Court Opinion

ID: 9740316
Source: CourtListenerOpinion
Date Created: 2023-08-26 20:32:20.894266+00
Date Added: 2024-06-11T07:24:17.416812
License: Public Domain

BAKER, Judge,
concurring in part and dissenting in part
While I fully concur with the majority’s holding that section 10 of the Tort Claims Act provides immunity for the State’s issuance of the permit, I cannot agree with its finding that there is a genuine question of fact as to whether the design, construction or maintenance of the intersection was the proximate cause of the plaintiffs’ injuries. In my view, the proximate cause of the plaintiffs’ injuries was the semi driver’s intentional act of blowing through the stop sign and crossing the highway at a rate of approximately fifty miles per hour. As a matter of law, I believe that such recklessness was not a natural and probable consequence of the intersection’s design. See City of Portage v.

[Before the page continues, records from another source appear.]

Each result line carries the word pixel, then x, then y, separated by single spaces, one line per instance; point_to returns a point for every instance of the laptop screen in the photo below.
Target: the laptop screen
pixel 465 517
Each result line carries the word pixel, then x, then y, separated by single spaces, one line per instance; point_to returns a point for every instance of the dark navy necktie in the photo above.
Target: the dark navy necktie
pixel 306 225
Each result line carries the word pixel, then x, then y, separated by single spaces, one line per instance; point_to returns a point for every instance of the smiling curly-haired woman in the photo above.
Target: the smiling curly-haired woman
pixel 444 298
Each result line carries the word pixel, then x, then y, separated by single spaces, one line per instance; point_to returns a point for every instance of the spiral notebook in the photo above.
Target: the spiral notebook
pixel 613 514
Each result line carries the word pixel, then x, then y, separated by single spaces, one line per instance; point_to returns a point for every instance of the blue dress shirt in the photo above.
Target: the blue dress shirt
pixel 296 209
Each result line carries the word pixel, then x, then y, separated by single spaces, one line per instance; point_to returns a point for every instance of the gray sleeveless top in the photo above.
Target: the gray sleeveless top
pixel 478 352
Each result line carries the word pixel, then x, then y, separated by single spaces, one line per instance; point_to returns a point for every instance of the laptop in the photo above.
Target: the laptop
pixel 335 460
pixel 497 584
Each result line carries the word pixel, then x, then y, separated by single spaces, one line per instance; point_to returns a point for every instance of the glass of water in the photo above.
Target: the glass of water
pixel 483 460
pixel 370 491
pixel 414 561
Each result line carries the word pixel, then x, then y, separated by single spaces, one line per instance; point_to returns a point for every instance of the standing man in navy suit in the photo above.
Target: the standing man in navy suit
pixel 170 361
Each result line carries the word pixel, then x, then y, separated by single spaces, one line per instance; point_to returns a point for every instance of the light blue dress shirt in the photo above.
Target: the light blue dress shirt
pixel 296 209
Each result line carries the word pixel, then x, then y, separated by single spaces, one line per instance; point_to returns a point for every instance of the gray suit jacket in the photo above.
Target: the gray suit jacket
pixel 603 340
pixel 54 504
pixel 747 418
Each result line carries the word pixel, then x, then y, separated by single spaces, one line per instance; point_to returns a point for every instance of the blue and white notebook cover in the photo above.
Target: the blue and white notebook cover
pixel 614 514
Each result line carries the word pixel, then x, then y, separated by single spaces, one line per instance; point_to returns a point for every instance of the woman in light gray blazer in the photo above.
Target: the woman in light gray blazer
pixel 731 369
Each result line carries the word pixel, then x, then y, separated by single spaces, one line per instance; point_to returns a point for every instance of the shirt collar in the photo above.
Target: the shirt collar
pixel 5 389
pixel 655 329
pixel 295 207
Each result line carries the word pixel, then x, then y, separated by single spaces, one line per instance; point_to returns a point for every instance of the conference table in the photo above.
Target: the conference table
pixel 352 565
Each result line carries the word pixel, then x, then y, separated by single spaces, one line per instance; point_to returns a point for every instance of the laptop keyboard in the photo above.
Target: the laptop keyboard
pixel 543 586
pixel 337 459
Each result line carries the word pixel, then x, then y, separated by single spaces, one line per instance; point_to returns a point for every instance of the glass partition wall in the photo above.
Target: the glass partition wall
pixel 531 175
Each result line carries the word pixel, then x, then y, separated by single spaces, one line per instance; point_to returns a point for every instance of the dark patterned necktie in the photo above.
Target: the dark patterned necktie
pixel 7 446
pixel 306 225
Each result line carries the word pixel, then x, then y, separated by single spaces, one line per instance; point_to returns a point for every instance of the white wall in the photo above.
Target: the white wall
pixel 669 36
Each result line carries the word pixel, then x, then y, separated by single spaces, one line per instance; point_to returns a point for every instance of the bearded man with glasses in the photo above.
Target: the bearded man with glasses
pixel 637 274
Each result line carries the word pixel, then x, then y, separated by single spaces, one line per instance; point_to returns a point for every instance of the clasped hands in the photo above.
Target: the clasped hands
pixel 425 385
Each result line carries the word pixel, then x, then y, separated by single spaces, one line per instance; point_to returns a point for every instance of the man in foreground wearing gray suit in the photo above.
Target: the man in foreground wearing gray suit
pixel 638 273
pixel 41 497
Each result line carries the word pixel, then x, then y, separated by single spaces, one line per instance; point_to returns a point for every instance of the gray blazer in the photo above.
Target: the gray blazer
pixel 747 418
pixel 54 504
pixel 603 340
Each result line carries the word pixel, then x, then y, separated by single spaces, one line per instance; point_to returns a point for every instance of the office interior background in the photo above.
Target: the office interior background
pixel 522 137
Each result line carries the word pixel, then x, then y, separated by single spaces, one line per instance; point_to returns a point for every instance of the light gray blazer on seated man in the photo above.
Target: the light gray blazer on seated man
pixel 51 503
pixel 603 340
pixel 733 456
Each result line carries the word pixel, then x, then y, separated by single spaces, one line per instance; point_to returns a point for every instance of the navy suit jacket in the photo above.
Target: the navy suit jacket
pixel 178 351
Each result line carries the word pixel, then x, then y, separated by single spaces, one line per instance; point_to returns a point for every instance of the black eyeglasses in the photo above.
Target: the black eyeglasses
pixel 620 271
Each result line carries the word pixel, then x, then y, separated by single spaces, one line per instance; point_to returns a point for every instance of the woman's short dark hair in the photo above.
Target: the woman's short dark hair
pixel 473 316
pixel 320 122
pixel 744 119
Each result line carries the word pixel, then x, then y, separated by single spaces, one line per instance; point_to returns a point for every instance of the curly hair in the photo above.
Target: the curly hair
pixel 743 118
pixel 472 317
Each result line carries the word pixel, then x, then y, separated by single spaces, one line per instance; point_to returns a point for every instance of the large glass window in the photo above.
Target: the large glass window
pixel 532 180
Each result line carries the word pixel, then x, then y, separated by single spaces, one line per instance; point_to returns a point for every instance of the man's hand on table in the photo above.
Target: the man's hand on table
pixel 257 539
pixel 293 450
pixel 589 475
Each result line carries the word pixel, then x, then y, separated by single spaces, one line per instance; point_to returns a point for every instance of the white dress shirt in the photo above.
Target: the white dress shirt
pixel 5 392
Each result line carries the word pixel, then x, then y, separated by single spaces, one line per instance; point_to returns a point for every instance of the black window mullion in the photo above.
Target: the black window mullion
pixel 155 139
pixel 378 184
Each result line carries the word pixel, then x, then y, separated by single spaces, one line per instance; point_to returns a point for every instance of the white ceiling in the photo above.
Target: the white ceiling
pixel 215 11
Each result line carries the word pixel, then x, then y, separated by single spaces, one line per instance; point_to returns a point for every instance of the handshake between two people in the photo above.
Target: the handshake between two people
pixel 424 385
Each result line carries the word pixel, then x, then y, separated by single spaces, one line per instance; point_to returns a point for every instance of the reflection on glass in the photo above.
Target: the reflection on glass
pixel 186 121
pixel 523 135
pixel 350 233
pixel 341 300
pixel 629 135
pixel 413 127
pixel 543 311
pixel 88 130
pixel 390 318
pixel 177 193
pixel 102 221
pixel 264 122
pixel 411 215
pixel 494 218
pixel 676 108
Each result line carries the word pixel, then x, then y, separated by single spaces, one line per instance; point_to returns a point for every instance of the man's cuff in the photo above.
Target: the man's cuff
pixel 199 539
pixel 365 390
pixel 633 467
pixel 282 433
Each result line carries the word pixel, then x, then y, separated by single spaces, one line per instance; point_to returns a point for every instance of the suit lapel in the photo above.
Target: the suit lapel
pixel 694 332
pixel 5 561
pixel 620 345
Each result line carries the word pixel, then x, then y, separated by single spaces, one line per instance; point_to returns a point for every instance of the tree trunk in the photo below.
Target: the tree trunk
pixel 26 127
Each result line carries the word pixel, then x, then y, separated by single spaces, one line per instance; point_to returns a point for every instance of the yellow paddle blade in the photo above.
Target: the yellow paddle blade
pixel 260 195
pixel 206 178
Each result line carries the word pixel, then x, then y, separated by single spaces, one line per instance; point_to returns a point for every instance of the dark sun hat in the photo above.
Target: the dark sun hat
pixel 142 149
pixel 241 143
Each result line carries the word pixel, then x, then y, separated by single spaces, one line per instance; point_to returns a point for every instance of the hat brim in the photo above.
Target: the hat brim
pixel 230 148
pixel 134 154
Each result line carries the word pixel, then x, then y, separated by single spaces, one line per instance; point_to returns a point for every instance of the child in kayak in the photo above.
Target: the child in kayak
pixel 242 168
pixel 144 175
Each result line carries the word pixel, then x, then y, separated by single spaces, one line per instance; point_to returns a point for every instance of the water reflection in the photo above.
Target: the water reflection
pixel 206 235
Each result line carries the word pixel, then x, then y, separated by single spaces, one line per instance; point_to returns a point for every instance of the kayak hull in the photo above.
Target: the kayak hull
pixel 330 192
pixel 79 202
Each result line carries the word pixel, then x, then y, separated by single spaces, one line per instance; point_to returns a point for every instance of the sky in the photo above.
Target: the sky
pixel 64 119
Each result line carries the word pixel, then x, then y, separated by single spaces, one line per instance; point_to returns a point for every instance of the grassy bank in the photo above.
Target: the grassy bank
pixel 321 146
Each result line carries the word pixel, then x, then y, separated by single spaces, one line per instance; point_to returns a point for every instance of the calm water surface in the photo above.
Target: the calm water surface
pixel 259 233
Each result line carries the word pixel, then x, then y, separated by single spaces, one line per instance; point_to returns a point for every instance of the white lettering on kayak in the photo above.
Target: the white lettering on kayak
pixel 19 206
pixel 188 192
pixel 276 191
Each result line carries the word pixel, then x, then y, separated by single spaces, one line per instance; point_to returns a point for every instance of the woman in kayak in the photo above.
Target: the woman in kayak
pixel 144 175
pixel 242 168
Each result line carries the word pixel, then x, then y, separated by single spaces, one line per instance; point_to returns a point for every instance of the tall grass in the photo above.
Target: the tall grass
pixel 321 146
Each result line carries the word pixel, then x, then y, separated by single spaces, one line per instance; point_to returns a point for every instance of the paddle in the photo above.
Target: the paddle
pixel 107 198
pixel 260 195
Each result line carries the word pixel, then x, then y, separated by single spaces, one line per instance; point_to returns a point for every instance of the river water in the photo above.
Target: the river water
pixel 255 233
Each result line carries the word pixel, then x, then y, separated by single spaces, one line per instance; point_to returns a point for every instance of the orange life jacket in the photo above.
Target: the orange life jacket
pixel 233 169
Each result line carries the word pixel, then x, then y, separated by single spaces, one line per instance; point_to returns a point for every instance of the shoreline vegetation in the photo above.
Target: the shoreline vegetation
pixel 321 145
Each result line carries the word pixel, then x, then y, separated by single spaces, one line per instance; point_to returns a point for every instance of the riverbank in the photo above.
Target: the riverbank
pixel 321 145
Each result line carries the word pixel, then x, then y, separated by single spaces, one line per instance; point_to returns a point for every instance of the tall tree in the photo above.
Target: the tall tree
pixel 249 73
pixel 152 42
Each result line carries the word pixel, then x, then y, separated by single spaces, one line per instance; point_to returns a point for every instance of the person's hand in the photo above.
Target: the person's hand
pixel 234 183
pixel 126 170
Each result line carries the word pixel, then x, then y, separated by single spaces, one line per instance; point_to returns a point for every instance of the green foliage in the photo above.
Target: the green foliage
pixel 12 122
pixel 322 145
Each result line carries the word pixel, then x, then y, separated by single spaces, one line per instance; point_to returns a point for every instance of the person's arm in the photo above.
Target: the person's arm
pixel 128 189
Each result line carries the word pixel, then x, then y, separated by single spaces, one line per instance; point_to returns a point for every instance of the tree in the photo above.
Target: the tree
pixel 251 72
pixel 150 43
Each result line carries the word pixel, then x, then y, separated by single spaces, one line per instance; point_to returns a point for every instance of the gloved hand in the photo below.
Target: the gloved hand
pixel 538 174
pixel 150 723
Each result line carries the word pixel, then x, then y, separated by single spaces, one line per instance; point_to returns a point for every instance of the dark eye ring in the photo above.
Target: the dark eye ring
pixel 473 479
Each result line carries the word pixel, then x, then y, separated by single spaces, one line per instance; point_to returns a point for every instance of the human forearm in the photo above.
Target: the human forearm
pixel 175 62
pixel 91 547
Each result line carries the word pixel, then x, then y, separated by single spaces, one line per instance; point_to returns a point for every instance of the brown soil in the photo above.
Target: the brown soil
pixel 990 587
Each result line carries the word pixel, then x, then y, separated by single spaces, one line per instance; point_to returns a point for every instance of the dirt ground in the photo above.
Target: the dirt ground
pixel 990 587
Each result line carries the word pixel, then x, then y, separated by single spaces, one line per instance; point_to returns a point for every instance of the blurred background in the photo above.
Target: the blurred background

Lindbloom, 655 N.E.2d 84, 86 (Ind.Ct.App.1995) (“A negligent act or omission is the proximate cause of an injury if the injury is a natural and probable consequence which, in light of the circumstances, should reasonably have been foreseen or anticipated.”), trans. denied. Specifically, I note that the plaintiffs conceded at oral argument that coming to a complete stop, as required by any stop sign, would not prevent a semi driver from traversing Shiloh Hill but would only cause an exceedingly slow ascent. Despite the tediousness of the climb, the defendants could not have reasonably foreseen that a semi driver would choose to risk lives in order to reach the top faster. To find a question of fact in the instant case would only lend support to the oft-quoted passage from Charles Dickens’ Oliver Twist: “If the law supposes that ... the law is a ass, a idiot.” I do not believe the law to be such and, thus, would find as a matter of law that the driver’s act proximately caused this tragedy.